Remodeling work is already underway at the site. Wysong hopes to have the restaurant open in late January.


• Wake the Dead, however, isn’t the only venture Wysong is working on. Wysong also is part of a group that has purchased the Jackpot Music Hall and Saloon at 943 Massachusetts St.

You may have noticed that Jackpot was closed for a couple of weeks in November. That’s when Wysong’s group purchased the business. The group did a bit of remodeling on the interior and installed new exterior signage.

Wysong said Jackpot still will function as a bar and music venue. Wysong called himself a “good music fanatic,” and he said the venue will host a variety of genres including rock, bluegrass, funk, hip hop, country and others.

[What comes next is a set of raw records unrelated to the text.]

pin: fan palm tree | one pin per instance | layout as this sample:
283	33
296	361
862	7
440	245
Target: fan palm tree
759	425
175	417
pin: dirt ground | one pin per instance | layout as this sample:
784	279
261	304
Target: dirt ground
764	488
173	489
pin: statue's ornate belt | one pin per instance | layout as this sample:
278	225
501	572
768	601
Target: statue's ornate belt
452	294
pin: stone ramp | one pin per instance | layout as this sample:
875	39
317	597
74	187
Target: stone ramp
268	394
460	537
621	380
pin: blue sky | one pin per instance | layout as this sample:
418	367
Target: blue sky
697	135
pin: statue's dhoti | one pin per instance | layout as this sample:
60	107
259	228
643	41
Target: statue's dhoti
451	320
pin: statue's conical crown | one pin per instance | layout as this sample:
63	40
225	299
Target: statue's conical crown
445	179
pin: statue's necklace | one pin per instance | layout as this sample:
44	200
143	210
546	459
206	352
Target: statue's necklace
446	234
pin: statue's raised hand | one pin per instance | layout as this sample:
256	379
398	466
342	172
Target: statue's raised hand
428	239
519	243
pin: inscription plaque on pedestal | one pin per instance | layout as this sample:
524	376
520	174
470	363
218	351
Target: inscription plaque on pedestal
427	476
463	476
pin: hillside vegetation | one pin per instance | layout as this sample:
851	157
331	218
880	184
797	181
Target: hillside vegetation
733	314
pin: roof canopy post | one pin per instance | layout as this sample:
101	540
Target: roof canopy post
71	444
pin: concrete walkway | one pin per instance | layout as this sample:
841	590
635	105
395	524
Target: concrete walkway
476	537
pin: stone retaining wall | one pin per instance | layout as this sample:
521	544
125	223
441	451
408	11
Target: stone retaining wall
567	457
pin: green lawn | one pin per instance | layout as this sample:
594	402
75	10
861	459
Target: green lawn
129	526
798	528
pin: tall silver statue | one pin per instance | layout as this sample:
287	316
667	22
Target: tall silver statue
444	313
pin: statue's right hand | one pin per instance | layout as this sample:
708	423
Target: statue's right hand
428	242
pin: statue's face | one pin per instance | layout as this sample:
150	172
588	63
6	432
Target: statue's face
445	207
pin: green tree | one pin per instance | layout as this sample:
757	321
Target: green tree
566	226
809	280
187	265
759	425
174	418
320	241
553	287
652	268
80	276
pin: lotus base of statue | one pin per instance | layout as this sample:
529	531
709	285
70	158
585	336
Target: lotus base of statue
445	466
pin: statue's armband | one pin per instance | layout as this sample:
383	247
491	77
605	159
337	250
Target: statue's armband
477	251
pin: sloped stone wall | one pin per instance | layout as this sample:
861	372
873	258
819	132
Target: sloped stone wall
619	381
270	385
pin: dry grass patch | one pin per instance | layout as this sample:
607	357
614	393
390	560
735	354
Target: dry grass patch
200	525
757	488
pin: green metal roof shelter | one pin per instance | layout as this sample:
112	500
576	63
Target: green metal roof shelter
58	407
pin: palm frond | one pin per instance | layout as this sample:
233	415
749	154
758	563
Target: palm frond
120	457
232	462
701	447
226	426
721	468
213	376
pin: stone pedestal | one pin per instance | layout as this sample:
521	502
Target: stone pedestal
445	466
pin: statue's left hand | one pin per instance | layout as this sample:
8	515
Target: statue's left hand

The business is next door to Wysong’s Ingredient restaurant and his Five Bar and Tables establishment that has been hosting live music, particularly jazz, for awhile now. Five Bar and Tables also has been host to regular pingpong gatherings. Those pingpong tables are moving to Jackpot, and he said the bar soon will announce a weekly special involving pingpong and cheap beer.

“I’ve always had a big crush on Jackpot,” Wysong said of the decision to buy the establishment. “We feel like we have had a lot of good luck promoting jazz at (Five Bar and Tables.) Now we have a bigger stage and venue to promote music.”